Where Does Implicit Gender Bias In The Startup World Come From

Last Thursday, I had an extremely thought-provoking conversation with an attorney-turned-investor. Out of the incredible array of topics our open-ended exploration on the topic of diversity – geographically and demographically – led us to, there was one thing in particular that I had to double click on.

She shared, “Men typically get asked promotion questions. ‘What does your upside look like?’ Whereas women and other underrepresented founders get asked prevention questions. ‘How do you prevent your startup from going out of business?’ And promotion questions begets more promotion questions. Similarly, prevention questions leads to more prevention questions. Founders who are typically asked prevention questions raise less capital than those who are asked promotion questions.”

I found that inextricably fascinating. I’ve never thought about investing through those lens before. It makes complete sense. The more an investor asks how are you not going to fail, the more they has convinced themselves this won’t be a good investment.
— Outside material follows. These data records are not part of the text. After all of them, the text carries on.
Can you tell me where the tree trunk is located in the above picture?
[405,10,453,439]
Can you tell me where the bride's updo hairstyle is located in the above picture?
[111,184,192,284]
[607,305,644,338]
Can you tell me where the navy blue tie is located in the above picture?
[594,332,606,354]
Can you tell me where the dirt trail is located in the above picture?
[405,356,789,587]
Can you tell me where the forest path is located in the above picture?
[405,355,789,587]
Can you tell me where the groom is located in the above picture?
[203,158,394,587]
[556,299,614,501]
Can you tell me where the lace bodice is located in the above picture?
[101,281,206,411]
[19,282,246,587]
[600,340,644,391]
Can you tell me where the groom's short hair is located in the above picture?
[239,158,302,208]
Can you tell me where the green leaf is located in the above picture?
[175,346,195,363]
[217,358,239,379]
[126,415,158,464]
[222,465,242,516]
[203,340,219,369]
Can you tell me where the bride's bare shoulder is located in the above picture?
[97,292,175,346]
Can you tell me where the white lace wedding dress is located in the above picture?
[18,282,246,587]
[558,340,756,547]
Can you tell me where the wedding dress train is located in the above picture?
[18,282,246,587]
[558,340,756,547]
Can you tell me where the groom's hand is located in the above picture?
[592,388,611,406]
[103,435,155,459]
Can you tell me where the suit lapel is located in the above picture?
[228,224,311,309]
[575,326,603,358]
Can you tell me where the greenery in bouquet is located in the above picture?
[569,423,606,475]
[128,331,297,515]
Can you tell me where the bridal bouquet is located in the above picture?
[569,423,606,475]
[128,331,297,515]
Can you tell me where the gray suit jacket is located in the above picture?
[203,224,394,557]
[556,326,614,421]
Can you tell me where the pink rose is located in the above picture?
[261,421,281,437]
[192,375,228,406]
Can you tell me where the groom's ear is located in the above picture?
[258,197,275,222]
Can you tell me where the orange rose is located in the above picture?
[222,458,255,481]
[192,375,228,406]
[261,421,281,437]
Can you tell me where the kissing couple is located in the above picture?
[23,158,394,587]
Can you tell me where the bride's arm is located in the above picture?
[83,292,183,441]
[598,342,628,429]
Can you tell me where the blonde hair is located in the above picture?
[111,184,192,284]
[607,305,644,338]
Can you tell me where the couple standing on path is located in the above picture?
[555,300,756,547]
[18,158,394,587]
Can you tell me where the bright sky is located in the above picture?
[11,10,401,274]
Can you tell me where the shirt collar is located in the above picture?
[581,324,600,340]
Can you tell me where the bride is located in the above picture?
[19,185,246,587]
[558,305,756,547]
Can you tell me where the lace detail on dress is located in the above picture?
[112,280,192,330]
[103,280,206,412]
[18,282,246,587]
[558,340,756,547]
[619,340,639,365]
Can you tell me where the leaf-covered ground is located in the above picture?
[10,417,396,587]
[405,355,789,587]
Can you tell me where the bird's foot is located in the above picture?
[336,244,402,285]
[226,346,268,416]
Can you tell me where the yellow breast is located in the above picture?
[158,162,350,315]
On the flip side, the more an investor asks how awesome will you be, the more they’ve convinced themselves that this will be an investment worth their time.

And subsequently, I ended up reexamining the way I ask questions. I’ve never tracked the way I ask questions by demographic. But I fear that I may, in the past, have done something along the same veins.

When we closed out our conversation, she left me with one name: Dana Kanze. And well, if you know me, I had to look into her.

Lack of Venture Dollars

Dana Kanze is an assistant professor of organizational behavior over at London Business School. She wrote a paper titled We Ask Men to Win and Women Not to Lose: Closing the Gender Gap in Startup Funding back in 2018 that won her the Academy of Management Journal’s Best Article of the Year award, which she inevitably did a TED talk on that I highly recommend checking out.

She cites in that research that “although women found 38% of US companies, they only get 2% of the venture funding.” While that metric is a few years old, recent trends echo the same notion. Despite the increase in conversations to include diversity at the table, in board rooms and as decision makers, Crunchbase found in a study back in August that women still only get 2.2% of venture funding, which is actually lower than any of the previous five years.

Source: Crunchbase

And despite larger round sizes, we don’t see a rise in round sizes to female-only and mixed-gender teams either.

Source: Crunchbase

Cynthia Franklin, director of entrepreneurship at Berkley’s Innovation Labs at NYU, did say, “The bets are being made, but they’re smaller.” Which accounts for the fact that 61% of total funding for female founders happens at the early stages. Frankly, it might be too early to tell. Nevertheless, Dana has a point.

Why female founders raise less capital

Originating from E. Tory Higginsregulatory focus, Dana shares the bifurcation of questions that male and female founders get. Promotion and prevention questions, respectively. “A promotion focus is concerned with gains and emphasizes hopes, accomplishments, and advancement needs, while a prevention focus is concern with losses and emphasizes safety, responsibility, and security needs.”

After analyzing nearly 2,000 questions and answers asked at TechCrunch Disrupt to presenting founders, she found that investors often ask male founders promotion questions. And investors ask female founders prevention questions. Specifically, 67% of questions to males were promotion questions. And 66% to females were prevention ones.

Yet I found one notion Dana shared particularly fascinating. “All VCs displayed the same implicit gender bias manifested in the regulatory focus of the questions they posed to male versus female candidates.” That both female and male investors had the exact same implicit cognitive biases against females.

Promotion questions beget promotion answers, which beget more promotion questions, reinforcing favorable opinions. It becomes a virtuous feedback loop, which culminates often times in a “yes”. On the other hand, prevention questions beget prevention answers. Which leads to more prevention questions. This, subsequently, leads founders down a negative feedback loop, reinforcing loss-correlated opinions. When it came down to it, “startups who were asked predominantly promotion questions went on to raise seven times as much funding as those asked prevention questions.”

The silver lining, as Dana shares, is that if founders respond to prevention questions with promotion answers, they raise 14 times more funding than those who answer prevention with prevention. The lesson is reframe your answers positively, betting on the long term potential and vision. Or in Alex Sok‘s words, focus on a strategy to win rather than a strategy not to lose.

In closing

Investors invest in lines, not dots. And often times, VCs don’t realize they’re spending more time analyzing the y-intercept than the slope. And that mentality actualizes in the form of questions founders get.

As a founder, understand your investor intention – subconscious and conscious. Playing off of Matt Lerner‘s language/market fit, find your fundraising language/investor fit. Once you understand their intention, capture their attention. In a saturated market of information, attention is your audience’s scarcest resource. Frame the dialogue with a promotion focus to get your investors over the activation energy to book the next meeting.

As an investor, pay attention to your cognitive biases. Most of the time, and often the most detrimental, are the ones we don’t realize. If anything, this blogpost is me pinching myself to wake up.